Coverdell Highlights
March Abstraction Training Workshop Our March abstraction training workshop was a big success and we couldn't have done it without the support and help from Debbie Camp, Stroke Program Manager at Piedmont Newnan Hospital and Lisa Jackson, Stroke Program Manager at Piedmont Fayette Hospital who facilitated and taught the workshop. In addition, Teri Newsome, Director Quality/Patient Safety Officer at Habersham Medical Center gave a wonderful presentation on ICD-10 codes which helped to answer many of the participant's questions. Thanks to all three of you for making the day the success that it was. All of us at Coverdell appreciate all the time you volunteer and give to the Georgia Coverdell Acute Stroke Registry.

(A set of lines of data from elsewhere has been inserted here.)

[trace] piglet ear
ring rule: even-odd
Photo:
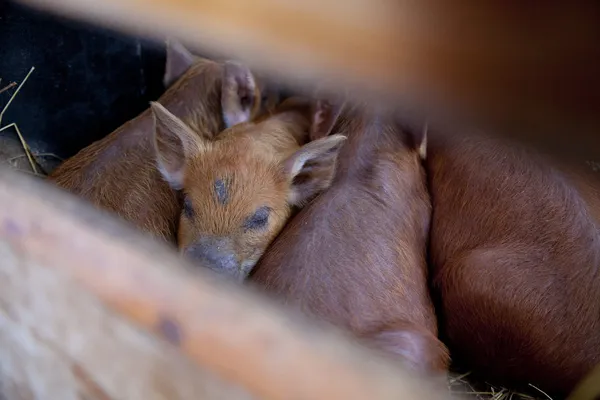
[[[259,90],[252,72],[239,63],[227,61],[223,71],[221,108],[226,127],[250,121],[260,107]]]
[[[323,138],[331,133],[343,104],[332,104],[327,100],[317,100],[312,109],[310,140]]]
[[[345,141],[343,135],[317,139],[302,146],[285,161],[285,171],[291,182],[290,204],[301,206],[331,185],[337,157]]]
[[[167,63],[165,65],[165,76],[163,84],[171,86],[179,79],[189,67],[192,66],[196,57],[190,53],[181,43],[174,39],[167,40]]]
[[[183,121],[157,102],[151,102],[154,116],[154,151],[158,169],[169,183],[179,190],[183,187],[186,159],[198,151],[200,141]]]

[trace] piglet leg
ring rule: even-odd
[[[446,346],[426,328],[407,321],[387,324],[364,336],[372,347],[392,356],[410,370],[445,388],[449,355]]]

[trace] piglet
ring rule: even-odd
[[[329,129],[331,109],[288,99],[273,114],[235,125],[215,140],[198,135],[158,103],[158,170],[180,191],[181,252],[243,280],[292,212],[331,183],[345,137],[307,143]]]
[[[159,102],[194,134],[214,138],[225,127],[248,121],[267,104],[261,84],[244,66],[193,56],[170,41]],[[270,93],[269,102],[276,95]],[[49,180],[138,228],[174,242],[181,210],[176,191],[157,169],[153,117],[148,109],[65,161]]]
[[[333,183],[285,227],[251,279],[443,381],[448,354],[427,286],[424,135],[362,106],[331,107],[339,114],[331,132],[348,137]]]
[[[564,398],[600,363],[598,178],[465,132],[430,135],[427,169],[433,289],[453,359]]]

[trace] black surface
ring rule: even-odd
[[[17,123],[34,151],[66,158],[160,96],[164,46],[0,0],[0,88],[32,66],[2,125]]]

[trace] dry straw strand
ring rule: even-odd
[[[12,89],[15,86],[17,86],[17,82],[11,82],[8,85],[4,86],[2,89],[0,89],[0,93],[4,93],[6,92],[8,89]]]
[[[2,118],[4,117],[4,113],[6,112],[6,110],[8,110],[8,107],[11,105],[11,103],[13,102],[13,100],[15,99],[15,97],[17,96],[17,94],[19,93],[19,91],[21,90],[21,88],[23,87],[23,85],[25,84],[25,82],[27,82],[27,79],[29,79],[29,76],[31,75],[31,73],[35,70],[35,67],[31,67],[31,69],[29,70],[29,72],[27,73],[27,75],[25,75],[25,78],[23,78],[23,80],[21,81],[21,83],[19,84],[19,86],[17,87],[17,90],[15,90],[15,92],[12,94],[12,96],[10,96],[10,99],[8,99],[8,102],[6,103],[6,105],[4,106],[4,108],[2,109],[2,111],[0,112],[0,127],[2,126]],[[14,83],[14,82],[13,82]],[[14,86],[14,85],[13,85]],[[2,89],[1,92],[8,90],[7,88],[12,87],[11,85],[8,85],[6,87],[4,87]],[[27,155],[27,160],[29,161],[29,165],[31,166],[31,170],[33,171],[34,174],[39,174],[37,167],[35,166],[35,160],[32,156],[32,152],[31,149],[29,148],[29,145],[27,144],[27,142],[25,141],[25,138],[23,137],[23,135],[21,134],[21,130],[19,129],[19,127],[17,126],[16,123],[11,123],[6,125],[5,127],[0,128],[0,132],[7,130],[9,128],[14,128],[15,131],[17,132],[17,136],[19,137],[19,140],[21,141],[21,145],[23,146],[23,150],[25,150],[25,154]]]

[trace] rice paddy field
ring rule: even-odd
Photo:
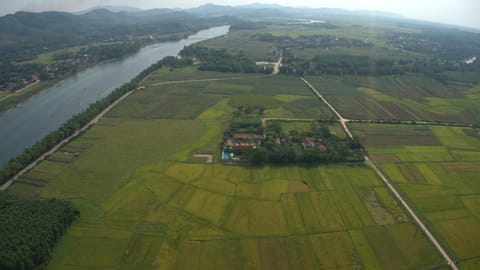
[[[480,267],[480,136],[448,126],[352,125],[461,269]]]
[[[308,88],[292,77],[147,86],[9,189],[22,196],[66,198],[81,210],[47,268],[428,269],[442,265],[430,242],[363,164],[220,163],[219,143],[226,123],[234,106],[248,102],[242,95],[258,98],[269,117],[331,118]],[[282,124],[300,129],[305,123]],[[337,124],[329,129],[343,134]],[[454,141],[438,140],[439,144]],[[465,154],[470,153],[465,146],[470,139],[465,140],[455,141],[457,152],[451,156],[474,162],[474,156]],[[192,159],[195,153],[213,154],[214,162]],[[474,174],[461,192],[474,185]],[[419,196],[433,192],[415,188],[412,185]],[[459,258],[477,256],[475,238],[457,251],[465,236],[449,228],[461,225],[465,232],[475,232],[478,200],[475,195],[455,199],[453,191],[443,192],[452,196],[448,201],[455,207],[465,207],[457,212],[448,201],[442,202],[445,207],[437,210],[453,211],[448,213],[454,218],[439,223],[438,233],[453,234],[445,241],[453,239],[448,243]],[[417,206],[422,211],[422,207],[435,209],[433,199],[422,202]],[[470,214],[469,207],[476,212]],[[443,220],[443,212],[438,211],[428,213]]]
[[[308,76],[350,119],[428,120],[477,123],[480,88],[442,84],[421,74],[398,76]]]
[[[333,116],[298,78],[282,75],[249,76],[155,86],[152,78],[161,76],[163,72],[165,71],[161,69],[153,73],[145,82],[150,84],[150,87],[127,99],[108,116],[142,119],[229,119],[237,107],[245,105],[265,107],[265,117],[330,119]],[[190,67],[178,71],[183,72],[192,71]],[[215,78],[216,74],[200,72],[194,80]]]

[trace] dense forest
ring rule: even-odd
[[[257,66],[242,51],[230,53],[225,49],[217,50],[201,46],[189,46],[185,47],[180,55],[200,61],[199,70],[243,73],[272,72],[271,68]]]
[[[0,192],[0,269],[44,266],[79,214],[67,201],[23,199]]]

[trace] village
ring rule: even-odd
[[[259,112],[249,106],[239,111]],[[340,138],[328,130],[329,122],[313,121],[309,131],[284,132],[281,120],[262,121],[234,113],[223,136],[224,163],[256,165],[363,161],[363,147],[355,139]],[[261,110],[263,111],[263,109]],[[250,115],[251,116],[251,115]],[[267,124],[264,126],[264,122]]]

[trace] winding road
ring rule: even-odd
[[[320,92],[306,79],[300,78],[311,90],[312,92],[320,98],[329,108],[332,110],[335,115],[337,115],[340,123],[342,124],[343,129],[345,132],[348,134],[350,138],[353,138],[352,133],[350,132],[350,129],[347,126],[347,122],[349,121],[348,119],[342,117],[342,115],[320,94]],[[373,171],[382,179],[383,183],[388,187],[388,189],[393,193],[395,198],[397,198],[398,201],[402,204],[402,206],[407,210],[407,212],[410,214],[410,216],[413,218],[415,223],[420,227],[420,229],[425,233],[427,236],[428,240],[435,246],[435,248],[438,250],[438,252],[442,255],[442,257],[445,259],[447,264],[452,268],[453,270],[458,270],[457,265],[455,262],[452,260],[452,258],[448,255],[448,253],[445,251],[445,249],[442,247],[440,242],[433,236],[433,234],[430,232],[430,230],[425,226],[423,221],[418,217],[418,215],[413,211],[412,207],[406,202],[406,200],[402,197],[402,195],[398,192],[397,188],[388,180],[387,177],[380,171],[380,169],[375,165],[370,158],[365,155],[365,164],[372,168]]]

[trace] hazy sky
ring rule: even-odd
[[[0,15],[19,10],[78,11],[97,5],[128,5],[150,8],[188,8],[205,3],[243,5],[254,2],[286,6],[338,7],[346,9],[382,10],[405,17],[470,26],[480,29],[480,0],[1,0]]]

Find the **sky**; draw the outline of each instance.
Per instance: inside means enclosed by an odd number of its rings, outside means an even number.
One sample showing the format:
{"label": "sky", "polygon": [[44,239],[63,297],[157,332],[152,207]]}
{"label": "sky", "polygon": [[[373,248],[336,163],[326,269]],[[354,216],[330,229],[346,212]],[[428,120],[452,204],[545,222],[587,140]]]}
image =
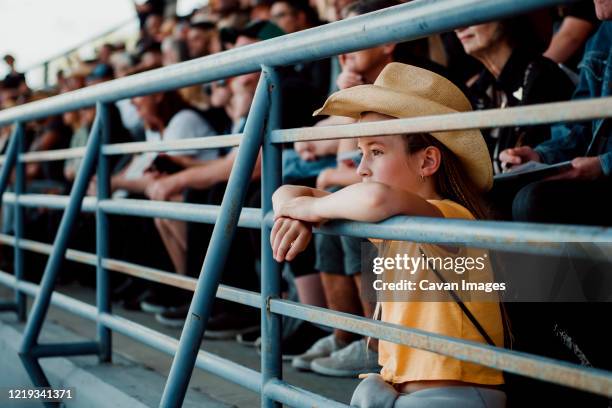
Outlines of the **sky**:
{"label": "sky", "polygon": [[[202,3],[179,0],[177,12],[183,14]],[[12,54],[22,71],[135,15],[132,0],[0,0],[0,56]],[[131,29],[137,29],[135,23]],[[6,72],[0,61],[0,78]],[[32,81],[28,76],[28,84],[35,86]]]}

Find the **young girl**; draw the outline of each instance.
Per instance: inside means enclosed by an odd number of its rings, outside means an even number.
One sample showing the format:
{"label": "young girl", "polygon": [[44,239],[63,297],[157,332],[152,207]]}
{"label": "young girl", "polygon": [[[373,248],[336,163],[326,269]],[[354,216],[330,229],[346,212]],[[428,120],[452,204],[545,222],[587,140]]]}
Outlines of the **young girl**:
{"label": "young girl", "polygon": [[[468,110],[467,98],[450,81],[421,68],[391,63],[373,85],[339,91],[316,113],[373,122]],[[270,241],[277,261],[293,259],[309,242],[312,224],[330,219],[378,222],[400,214],[486,217],[480,194],[491,187],[492,168],[479,131],[362,137],[358,145],[363,154],[357,169],[361,183],[335,193],[289,185],[274,193],[276,221]],[[442,248],[397,241],[385,241],[383,247],[411,257]],[[381,319],[503,346],[499,304],[463,305],[467,312],[453,300],[381,302]],[[505,406],[500,371],[387,341],[379,342],[379,356],[380,375],[369,375],[359,385],[351,405]]]}

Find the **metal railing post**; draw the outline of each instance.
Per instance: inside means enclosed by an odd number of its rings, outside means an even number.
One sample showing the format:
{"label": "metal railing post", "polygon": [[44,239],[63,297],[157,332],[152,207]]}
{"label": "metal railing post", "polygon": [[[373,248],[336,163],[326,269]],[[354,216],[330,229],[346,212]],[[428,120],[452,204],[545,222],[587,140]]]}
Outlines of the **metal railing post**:
{"label": "metal railing post", "polygon": [[268,80],[264,72],[257,84],[244,130],[244,138],[238,147],[238,154],[221,202],[220,215],[206,251],[202,271],[181,333],[179,347],[172,361],[160,407],[179,407],[185,398],[202,336],[206,330],[210,310],[219,287],[229,246],[244,203],[246,187],[250,182],[262,144],[268,109]]}
{"label": "metal railing post", "polygon": [[[110,140],[110,122],[108,105],[97,104],[98,115],[101,123],[101,140],[98,151],[98,176],[96,193],[98,203],[110,196],[110,168],[109,160],[102,153],[102,146]],[[108,258],[108,216],[100,207],[96,207],[96,304],[98,315],[111,313],[109,272],[102,262]],[[112,332],[106,326],[97,322],[98,342],[100,343],[100,362],[110,362],[112,359]]]}
{"label": "metal railing post", "polygon": [[[24,131],[23,124],[18,123],[16,128],[17,136],[17,157],[15,160],[15,204],[14,204],[14,231],[15,231],[15,246],[13,247],[13,271],[16,282],[19,283],[23,279],[23,249],[21,249],[20,241],[23,238],[23,207],[19,204],[19,196],[25,192],[25,163],[19,160],[19,155],[23,152],[24,147]],[[26,295],[15,289],[15,305],[17,318],[20,322],[26,320]]]}
{"label": "metal railing post", "polygon": [[[2,163],[2,169],[0,170],[0,208],[2,208],[2,198],[4,197],[4,192],[6,191],[11,179],[11,172],[15,167],[19,156],[19,144],[23,137],[23,133],[21,131],[21,124],[19,122],[15,123],[15,128],[13,129],[13,133],[11,134],[9,144],[6,149],[4,163]],[[19,292],[17,289],[15,289],[15,297],[17,297],[18,293]],[[15,302],[0,302],[0,311],[17,312],[17,304]]]}
{"label": "metal railing post", "polygon": [[38,343],[40,330],[47,310],[49,309],[49,302],[55,286],[55,280],[64,260],[64,256],[66,255],[70,233],[81,210],[83,197],[85,196],[87,185],[98,159],[98,151],[100,150],[100,127],[100,112],[97,112],[96,119],[94,120],[89,134],[89,140],[87,141],[85,156],[83,157],[83,161],[76,175],[76,180],[70,192],[70,201],[62,215],[58,233],[53,242],[53,252],[47,260],[47,265],[40,284],[41,290],[34,300],[32,311],[24,329],[23,340],[19,351],[20,354],[32,353],[33,348]]}
{"label": "metal railing post", "polygon": [[17,155],[19,154],[19,135],[20,135],[20,123],[15,123],[15,129],[9,140],[6,148],[6,155],[4,156],[4,162],[2,168],[0,168],[0,205],[2,205],[2,197],[6,191],[6,187],[11,179],[11,170],[17,163]]}
{"label": "metal railing post", "polygon": [[[272,210],[272,194],[282,184],[282,145],[273,144],[272,130],[280,127],[281,93],[279,78],[274,68],[264,67],[269,78],[270,114],[262,151],[261,208],[262,214]],[[281,359],[282,316],[270,311],[270,299],[280,296],[280,264],[273,258],[270,246],[271,228],[265,223],[261,226],[261,406],[280,407],[280,404],[267,397],[265,385],[271,380],[281,380],[283,366]]]}
{"label": "metal railing post", "polygon": [[43,64],[43,86],[45,89],[49,87],[49,61]]}

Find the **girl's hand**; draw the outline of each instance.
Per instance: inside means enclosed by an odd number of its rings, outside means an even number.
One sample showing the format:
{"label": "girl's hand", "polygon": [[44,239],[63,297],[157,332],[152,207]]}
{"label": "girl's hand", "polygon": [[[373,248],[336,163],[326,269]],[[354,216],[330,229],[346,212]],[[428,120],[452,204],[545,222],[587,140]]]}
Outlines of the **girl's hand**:
{"label": "girl's hand", "polygon": [[276,262],[292,261],[312,239],[312,226],[300,220],[279,217],[270,234],[272,256]]}
{"label": "girl's hand", "polygon": [[314,210],[316,200],[318,198],[308,196],[292,198],[279,206],[278,211],[274,212],[274,217],[288,217],[311,223],[323,222],[325,219],[317,215]]}

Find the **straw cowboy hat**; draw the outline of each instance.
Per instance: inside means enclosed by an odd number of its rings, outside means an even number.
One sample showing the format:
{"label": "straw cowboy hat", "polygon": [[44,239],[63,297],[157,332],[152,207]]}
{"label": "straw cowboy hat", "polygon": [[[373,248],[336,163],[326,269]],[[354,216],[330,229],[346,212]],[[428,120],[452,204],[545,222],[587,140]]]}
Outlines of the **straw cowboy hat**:
{"label": "straw cowboy hat", "polygon": [[[448,79],[426,69],[392,62],[372,85],[358,85],[331,95],[314,115],[359,119],[364,112],[395,118],[471,111],[466,96]],[[467,175],[482,191],[493,185],[493,168],[479,130],[434,132],[433,137],[460,160]]]}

April Conference Call Thank you to Michael Frankel, MD, Lead Neurologist for the Georgia Coverdell Acute Stroke Registry, for presenting some of the highlights from the International Stroke Conference which took place in Los Angeles, CA, February 2016. In addition, a big thank you to Katja Bryant, Neuroscience Clinical Specialist-Stroke Program Coordinator at Northside Hospital who presented her poster which was accepted at ISC on the GA SPA and to Shelley Nichols, Stroke Coordinator and Outcomes Analyst at the Marcus Stroke & Neuroscience Center at Grady Memorial Hospital who reviewed two posters which were accepted on dysphasia screening and Remote Treatment Stroke Centers.